American entrepreneur (born 1953)

John F. Davis III (born 1953) was a billionaire entrepreneur, educator, and a member of the Texas Christian University Board of Trustees. He is a co-founder of 1-800-Flowers and a former CEO of Pegasus Solutions, Birch Street Systems and Room Key.

==Early life==
Davis was born in Baton Rouge, Louisiana, where he attended Broadmoor High School. He is the oldest of five siblings. Davis graduated from Texas Christian University in Fort Worth, Texas with a bachelor's in business administration. Following his graduation, Davis briefly became involved in politics, serving as U.S. Senator John Tower's campaign director during Tower's successful 1978 reelection bid. Following his work on Tower's campaign, Davis ran for a seat in the Texas House of Representatives and lost a close race.

==Career==
Davis' business career began in 1978, when he became president of Mid-South Drilling Co. In 1982, he co-founded 1-800-FLOWERS, then a toll-free phone ordering system for the floral industry, with business partner Jim Poage. He sold his stake in the company to James McCann in 1984.

Davis founded a telemarketing company, ATC Communications, in 1984. By the time he sold the business in 1989, ATC Communications had 1,200 employees.

===Pegasus Solutions (1989–2008)===
In 1989, Davis was hired as president and CEO of the Hotel Switch Company (THISCO), which was a consortium of fifteen major hotel chains. At THISCO, Davis created a computer switch that linked the individual chains’ reservations with airline Global Distribution Systems. His Pegasus Electronic Distribution Switch technology launched in 1989 and he began selling the technology to hotel chains outside of the consortium.

In 1992, Davis led the formation of Hotel Clearing Corporation. In 1994, Davis led the launch of TravelWeb, then an online travel and hotel catalogue. In 1996, TravelWeb became the first website that allowed users to book hotel and airline reservations online.

THISCO and the Hotel Clearing Corporation were combined to form Pegasus Systems, Inc. in 1996. Davis was retained as president and CEO of Pegasus. In 1999, Hotel Clearing Corporation was renamed Pegasus Commission Processing and THISCO renamed Pegasus Electronic Distribution.
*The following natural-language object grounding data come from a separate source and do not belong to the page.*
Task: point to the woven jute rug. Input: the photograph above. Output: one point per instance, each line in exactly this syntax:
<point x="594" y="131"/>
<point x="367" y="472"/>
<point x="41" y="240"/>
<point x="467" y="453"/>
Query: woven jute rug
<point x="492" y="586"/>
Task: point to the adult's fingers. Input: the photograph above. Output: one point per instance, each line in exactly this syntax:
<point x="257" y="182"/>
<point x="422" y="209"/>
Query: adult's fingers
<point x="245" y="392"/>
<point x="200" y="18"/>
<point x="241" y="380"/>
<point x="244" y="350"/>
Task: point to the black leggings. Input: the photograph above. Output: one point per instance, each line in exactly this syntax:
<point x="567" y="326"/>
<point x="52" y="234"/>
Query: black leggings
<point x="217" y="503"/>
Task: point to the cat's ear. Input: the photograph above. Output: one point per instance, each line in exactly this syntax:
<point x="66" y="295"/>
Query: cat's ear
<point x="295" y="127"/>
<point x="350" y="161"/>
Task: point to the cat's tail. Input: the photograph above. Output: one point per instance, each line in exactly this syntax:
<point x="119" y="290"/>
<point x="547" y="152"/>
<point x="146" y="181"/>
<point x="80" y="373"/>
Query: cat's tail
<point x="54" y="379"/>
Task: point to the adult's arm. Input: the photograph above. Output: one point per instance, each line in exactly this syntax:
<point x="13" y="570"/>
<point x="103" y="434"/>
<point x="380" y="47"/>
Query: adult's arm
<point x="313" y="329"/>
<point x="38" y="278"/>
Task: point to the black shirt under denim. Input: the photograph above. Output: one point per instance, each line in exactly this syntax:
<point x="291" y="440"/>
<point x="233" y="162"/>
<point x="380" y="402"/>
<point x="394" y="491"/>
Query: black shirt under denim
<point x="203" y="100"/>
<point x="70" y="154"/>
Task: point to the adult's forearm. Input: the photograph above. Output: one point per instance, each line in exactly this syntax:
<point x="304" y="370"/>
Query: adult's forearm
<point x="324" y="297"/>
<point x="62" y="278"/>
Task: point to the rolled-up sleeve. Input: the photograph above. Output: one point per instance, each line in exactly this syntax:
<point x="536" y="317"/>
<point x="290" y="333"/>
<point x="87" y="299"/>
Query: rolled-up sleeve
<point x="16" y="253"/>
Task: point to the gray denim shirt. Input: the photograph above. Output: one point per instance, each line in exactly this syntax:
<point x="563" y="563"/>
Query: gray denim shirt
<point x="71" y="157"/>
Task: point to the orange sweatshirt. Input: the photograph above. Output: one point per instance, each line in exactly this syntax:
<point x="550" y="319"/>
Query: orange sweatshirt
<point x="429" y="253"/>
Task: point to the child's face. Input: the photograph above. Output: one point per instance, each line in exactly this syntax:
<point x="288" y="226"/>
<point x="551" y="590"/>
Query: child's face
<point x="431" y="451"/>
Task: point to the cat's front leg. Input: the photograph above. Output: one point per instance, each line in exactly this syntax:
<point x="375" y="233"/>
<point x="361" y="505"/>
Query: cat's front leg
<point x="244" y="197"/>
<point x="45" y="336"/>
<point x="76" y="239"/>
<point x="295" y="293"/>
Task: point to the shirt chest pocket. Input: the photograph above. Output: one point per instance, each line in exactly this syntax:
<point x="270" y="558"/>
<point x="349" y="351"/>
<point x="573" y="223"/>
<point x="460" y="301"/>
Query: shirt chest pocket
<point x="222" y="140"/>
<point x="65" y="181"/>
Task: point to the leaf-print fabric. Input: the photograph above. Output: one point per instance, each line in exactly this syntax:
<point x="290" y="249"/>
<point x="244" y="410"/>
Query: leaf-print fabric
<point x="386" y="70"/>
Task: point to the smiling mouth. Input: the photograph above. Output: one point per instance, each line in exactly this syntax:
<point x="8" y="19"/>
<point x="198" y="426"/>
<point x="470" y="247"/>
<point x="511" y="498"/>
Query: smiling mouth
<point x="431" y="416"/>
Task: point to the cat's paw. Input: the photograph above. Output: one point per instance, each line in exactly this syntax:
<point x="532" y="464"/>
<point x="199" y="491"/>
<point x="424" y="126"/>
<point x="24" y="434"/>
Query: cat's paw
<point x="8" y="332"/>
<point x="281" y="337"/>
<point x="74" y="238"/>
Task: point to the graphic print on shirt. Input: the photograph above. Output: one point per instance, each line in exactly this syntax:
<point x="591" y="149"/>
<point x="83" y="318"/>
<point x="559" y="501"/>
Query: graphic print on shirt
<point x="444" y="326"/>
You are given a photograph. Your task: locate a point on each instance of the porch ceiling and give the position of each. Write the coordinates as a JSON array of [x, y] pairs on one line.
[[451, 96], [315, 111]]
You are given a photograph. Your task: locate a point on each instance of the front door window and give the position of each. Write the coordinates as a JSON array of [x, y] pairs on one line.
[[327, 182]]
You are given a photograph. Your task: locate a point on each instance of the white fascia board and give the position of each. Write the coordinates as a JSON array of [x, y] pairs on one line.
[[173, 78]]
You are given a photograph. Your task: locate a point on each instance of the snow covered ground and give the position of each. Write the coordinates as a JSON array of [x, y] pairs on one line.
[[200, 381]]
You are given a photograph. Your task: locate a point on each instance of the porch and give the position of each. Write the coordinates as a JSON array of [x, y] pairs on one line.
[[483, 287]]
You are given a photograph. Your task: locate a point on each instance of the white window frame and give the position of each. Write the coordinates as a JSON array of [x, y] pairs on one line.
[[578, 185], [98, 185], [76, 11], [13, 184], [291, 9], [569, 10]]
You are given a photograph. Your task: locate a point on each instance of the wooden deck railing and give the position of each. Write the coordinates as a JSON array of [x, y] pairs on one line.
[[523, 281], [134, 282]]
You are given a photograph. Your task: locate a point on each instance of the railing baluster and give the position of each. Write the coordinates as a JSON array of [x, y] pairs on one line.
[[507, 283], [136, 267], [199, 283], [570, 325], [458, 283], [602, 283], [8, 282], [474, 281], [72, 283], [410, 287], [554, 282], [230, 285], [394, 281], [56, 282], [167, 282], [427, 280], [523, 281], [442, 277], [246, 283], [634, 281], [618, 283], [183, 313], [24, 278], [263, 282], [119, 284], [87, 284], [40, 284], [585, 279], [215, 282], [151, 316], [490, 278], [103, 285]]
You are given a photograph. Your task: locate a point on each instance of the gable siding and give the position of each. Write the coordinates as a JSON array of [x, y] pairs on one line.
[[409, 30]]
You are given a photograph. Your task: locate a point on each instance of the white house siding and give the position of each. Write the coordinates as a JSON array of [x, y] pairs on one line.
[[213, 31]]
Davis led Pegasus' acquisition of REZsolutions, a hotel marketing and reservation provider in 2000. In 2006, Prides Capital acquired Pegasus solutions for $275 million. Davis retired from Pegasus in July 2008.

===Birch Street Systems (2008–2010)===
In November 2008, Davis became CEO of Birch Street Systems, an e-procurement and back office automation solutions provider. He left Birch Street in 2010.

===Room Key===

Davis was the founding CEO of Room Key until September 2014, a startup hotel metasearch engine. Room Key launched in January 2012 and is owned by Choices Hotels International, Hilton Worldwide, Hyatt Hotels Corporation, InterContinental Hotels Group, Marriott International, and Wyndham Worldwide or their respective affiliates.

==Other activities==
Davis had served as executive-in-residence at the Neeley School of Business at Texas Christian University since 2008. He is also a member of Texas Christian University's board of trustees.

He sat on the board of Birch Street and has served on TRX Inc.'s board of directors since 2000. Davis was appointed Honorary Consul of the Principality of Monaco in Dallas by Prince Rainier III on June 24, 2003.